Grundschule Prüfening

Pädagogisches Reiten

Neue Erfahrungen auf den Rücken von „Monito“, „Napoleon“, „Juanito“ & Co

 

 

Schule mal anders: Ein ungewöhnliches Projekt der Ganztagsklasse 4g

 

„Hey, kommst du nun?“ Energisch zieht Lukas den großen Schecken „Napoleon“ von den Grasbüscheln weg und steuert den Putzplatz an, wo seine Klassenkameraden mit noch drei Pferden bereits warten. Es ist Dienstag, 9.30 Uhr und die Kinder der Klasse 4g drücken nicht wie sonst die Schulbank, sondern befinden sich an einem „außerschulischen Lernort“.

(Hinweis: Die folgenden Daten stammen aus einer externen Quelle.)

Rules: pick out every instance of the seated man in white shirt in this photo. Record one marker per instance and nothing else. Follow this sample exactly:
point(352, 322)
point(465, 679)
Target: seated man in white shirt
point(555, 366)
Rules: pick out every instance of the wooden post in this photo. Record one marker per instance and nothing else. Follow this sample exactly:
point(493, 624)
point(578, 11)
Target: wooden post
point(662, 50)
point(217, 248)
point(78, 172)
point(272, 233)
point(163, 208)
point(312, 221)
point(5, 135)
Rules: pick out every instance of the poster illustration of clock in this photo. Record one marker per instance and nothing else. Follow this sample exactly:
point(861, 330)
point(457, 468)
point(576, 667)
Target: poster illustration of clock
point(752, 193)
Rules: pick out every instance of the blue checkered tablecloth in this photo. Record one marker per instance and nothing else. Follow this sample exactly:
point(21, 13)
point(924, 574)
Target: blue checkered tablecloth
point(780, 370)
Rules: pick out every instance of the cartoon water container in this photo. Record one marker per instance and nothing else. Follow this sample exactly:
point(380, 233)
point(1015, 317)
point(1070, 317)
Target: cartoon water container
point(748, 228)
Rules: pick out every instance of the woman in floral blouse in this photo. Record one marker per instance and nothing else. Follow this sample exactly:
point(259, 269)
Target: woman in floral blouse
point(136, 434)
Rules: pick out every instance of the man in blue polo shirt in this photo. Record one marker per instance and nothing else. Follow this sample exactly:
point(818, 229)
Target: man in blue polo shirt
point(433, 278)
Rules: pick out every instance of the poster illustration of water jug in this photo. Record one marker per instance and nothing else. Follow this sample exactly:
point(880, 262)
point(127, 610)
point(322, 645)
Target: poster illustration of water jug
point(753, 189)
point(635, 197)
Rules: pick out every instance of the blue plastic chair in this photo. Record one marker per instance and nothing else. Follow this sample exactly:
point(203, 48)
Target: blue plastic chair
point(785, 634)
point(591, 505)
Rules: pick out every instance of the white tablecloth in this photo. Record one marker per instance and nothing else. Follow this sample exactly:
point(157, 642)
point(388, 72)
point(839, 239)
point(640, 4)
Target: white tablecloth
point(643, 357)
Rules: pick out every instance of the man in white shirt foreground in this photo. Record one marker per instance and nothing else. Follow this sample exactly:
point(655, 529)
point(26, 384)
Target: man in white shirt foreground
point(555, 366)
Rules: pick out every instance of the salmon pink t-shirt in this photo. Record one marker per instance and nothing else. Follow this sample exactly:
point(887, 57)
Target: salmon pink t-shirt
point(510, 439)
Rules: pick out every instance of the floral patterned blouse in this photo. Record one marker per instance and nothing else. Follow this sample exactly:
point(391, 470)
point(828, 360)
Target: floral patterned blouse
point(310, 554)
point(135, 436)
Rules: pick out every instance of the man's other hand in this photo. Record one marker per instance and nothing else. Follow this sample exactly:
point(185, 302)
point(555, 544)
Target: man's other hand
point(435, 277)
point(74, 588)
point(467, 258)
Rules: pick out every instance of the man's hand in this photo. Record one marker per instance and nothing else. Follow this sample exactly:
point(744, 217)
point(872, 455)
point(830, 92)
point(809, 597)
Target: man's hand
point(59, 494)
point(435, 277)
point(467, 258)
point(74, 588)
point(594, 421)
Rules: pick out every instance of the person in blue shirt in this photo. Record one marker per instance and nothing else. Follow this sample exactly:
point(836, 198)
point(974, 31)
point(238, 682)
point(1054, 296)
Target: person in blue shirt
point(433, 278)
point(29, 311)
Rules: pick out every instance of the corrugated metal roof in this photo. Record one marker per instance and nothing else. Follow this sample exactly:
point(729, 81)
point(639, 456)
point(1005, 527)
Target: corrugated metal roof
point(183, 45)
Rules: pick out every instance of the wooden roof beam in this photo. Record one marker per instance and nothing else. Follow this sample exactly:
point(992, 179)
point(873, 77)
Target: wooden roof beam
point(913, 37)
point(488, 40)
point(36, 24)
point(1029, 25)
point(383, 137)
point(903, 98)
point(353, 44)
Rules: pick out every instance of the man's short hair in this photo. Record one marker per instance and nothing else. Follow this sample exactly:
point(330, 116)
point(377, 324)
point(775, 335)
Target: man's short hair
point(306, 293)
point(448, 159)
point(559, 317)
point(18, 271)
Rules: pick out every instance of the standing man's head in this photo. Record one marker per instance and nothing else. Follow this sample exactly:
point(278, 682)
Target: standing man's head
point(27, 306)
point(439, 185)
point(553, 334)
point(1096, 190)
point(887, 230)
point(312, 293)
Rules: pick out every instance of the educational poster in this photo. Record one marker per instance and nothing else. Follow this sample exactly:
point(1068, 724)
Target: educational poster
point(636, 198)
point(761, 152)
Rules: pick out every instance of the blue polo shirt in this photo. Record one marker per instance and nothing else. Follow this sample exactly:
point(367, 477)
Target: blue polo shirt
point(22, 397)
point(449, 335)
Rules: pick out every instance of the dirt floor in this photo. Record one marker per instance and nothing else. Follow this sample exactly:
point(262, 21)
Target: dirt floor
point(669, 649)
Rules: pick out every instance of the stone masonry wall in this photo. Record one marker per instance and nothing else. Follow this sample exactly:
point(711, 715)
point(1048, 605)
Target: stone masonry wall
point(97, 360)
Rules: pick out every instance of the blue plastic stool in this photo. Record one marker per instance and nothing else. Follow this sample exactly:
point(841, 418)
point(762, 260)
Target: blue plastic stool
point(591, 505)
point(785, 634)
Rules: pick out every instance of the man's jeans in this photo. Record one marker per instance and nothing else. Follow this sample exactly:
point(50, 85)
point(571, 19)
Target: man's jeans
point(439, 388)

Am idyllisch gelegenen Reiterhof der Familie Aigner, in Gensleiten, Landkreis Rottal-Inn, verbringen die Schüler 3 Tage und erweitern ihre bereits theoretisch erworbenen Kenntnisse punkto Pferd. Im Rahmen des Projektes „Pädagogisches Reiten“ geht es um viel mehr als nur um den Umgang mit dem Partner Pferd und das Erlebnis Reiten. „Die schüchternen Kinder lernen mal zuzupacken und die lebhaften müssen einen Gang runterschalten“, erklärt Frau Aigner, Reitlehrerin, Pferdefachwirtin und Eigentümerin des Reiterhofes. Ziel des Projekts ist es u. a. Durchsetzungsvermögen, in gleichem Maße wie Verantwortungsbewusstsein, Einfühlungsvermögen und Rücksichtnahme zu stärken. Darüber hinaus werden im Umgang mit den Vierbeinern auch die Klassengemeinschaft, Teamfähigkeit und die Konzentrationsfähigkeit verbessert.

Ebenso beschäftigen sich die Kinder auf dem Reiterhof laut ihrer Lehrerin Frau Meisinger mit Rechenaufgaben über Tierarzt, Hufschmied und Futter, Fragen zu Texte über Pferde, Steckbriefe über Pferderassen, Redensarten rund ums Pferd usw. und sind dadurch auch schulisch stark gefordert.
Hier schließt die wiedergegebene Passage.